A career in oncology can be an immensely gratifying role but isn’t the right fit for everyone. While rewarding, the job can also be very taxing physically, mentally, and emotionally at times. So how can you know whether a career working with cancer patients is right for you?
Here are some insights about working in oncology, including the three top benefits and the three characteristics you need to be successful.
Benefits of Being an Oncology Nurse:
Developing Deep Patient Relationships
Working in many other nursing specialties means helping new patients every day that you may never see again. However, many oncology nurses choose their specialty partly because of the deep patient relationships that can develop. You often spend time with the same people day in and day out; getting to know them, their backgrounds, and their families.
Helping Patients Endure the Emotional Trauma of Cancer
While working with your patients, you may be able to help shift their perspective on life and death to a more positive one. Oncology nurses often arrange special trips or opportunities for their patients to help offset the shock and fear of a cancer diagnosis. Spreading positivity among patients struggling with a depressing situation can make a big impact.
Working Regular Hours
You can often accomplish your duties and responsibilities as an oncology nurse during regular office hours. You will likely not have the overnights, weekends, and holidays schedule of many nursing specialties. If you want a job in nursing without unusual schedules, oncology could be a great fit.
Characteristics of Great Oncology Nurses:
With a role as challenging as oncology nursing, it’s critical to have certain characteristics for the job. Some of the most important personality traits and skills nurse managers and recruiters hiring look for are:
Great Interpersonal Skills. Everybody handles a disease as serious as cancer in their own way. Some patients will be afraid and sad, while others may react with anger and frustration. As an oncology nurse, you’ll see a range of emotions that run the gamut. Your interpersonal skills will be crucial to show compassion and care for patients who might not know how to manage their feelings around cancer.
In addition to showing compassion, you must be comfortable handling grief, loss, and end-of-life issues that are a part of cancer care. You will play a key role in the emotional well-being of your patients as both a sounding board and an informal advisor. You should know when to listen to your patients and their families and when to console or offer advice.
Strong Resiliency and Self-Care. With a field as mentally and emotionally demanding as oncology, your own self-care skills and resiliency are crucial to performing well for your patients. Burnout is a big danger in oncology nursing, which can seriously affect your personal and professional well-being. You need to recognize when to take time for yourself and have strong habits in place to address the challenging environment
Detail-Oriented and Precise. Your typical day as an oncology nurse will include monitoring your patient’s health markers, communicating with them, and administrating chemotherapy, medications, and other therapies. These activities require a strong attention to detail: even a small lapse in medication timing, incorrect dosage, or missing information could have a devastating impact on the patient.
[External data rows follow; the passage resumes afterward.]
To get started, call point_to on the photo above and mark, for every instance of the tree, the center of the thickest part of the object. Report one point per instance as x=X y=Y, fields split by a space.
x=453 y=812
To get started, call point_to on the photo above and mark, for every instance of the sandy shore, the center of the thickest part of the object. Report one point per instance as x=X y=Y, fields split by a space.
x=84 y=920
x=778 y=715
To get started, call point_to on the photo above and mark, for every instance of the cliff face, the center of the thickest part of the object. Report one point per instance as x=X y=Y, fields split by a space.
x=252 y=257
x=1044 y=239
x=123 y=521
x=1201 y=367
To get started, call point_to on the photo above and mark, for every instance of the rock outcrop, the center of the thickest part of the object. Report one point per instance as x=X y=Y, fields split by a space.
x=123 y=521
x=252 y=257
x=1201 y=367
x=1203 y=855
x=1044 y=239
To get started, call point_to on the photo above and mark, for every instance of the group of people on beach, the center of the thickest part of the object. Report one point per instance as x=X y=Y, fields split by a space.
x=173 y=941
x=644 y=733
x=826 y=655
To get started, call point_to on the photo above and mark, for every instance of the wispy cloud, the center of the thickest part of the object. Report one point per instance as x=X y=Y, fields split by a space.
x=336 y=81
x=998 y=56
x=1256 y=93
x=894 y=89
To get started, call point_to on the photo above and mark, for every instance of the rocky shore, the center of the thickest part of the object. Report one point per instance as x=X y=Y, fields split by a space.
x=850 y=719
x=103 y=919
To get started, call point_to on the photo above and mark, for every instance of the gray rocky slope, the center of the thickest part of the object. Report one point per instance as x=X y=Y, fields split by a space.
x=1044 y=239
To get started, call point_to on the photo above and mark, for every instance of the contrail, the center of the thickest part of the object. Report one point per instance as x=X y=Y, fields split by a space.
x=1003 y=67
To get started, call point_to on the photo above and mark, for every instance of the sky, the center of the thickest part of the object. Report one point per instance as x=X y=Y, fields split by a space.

Often, oncology nurses are the first to notice small changes in patient charts and act as the first line of defense if something is amiss.
Is Oncology Nursing Right for You?
Working as an oncology nurse means being at the front lines of one of America's leading causes of death. While it is challenging, it can be extremely gratifying when you help a patient beat the disease. If you like getting to know your patients better, have a desire to improve their overall quality of life, and want to work routine hours, oncology nursing might be the perfect career for you.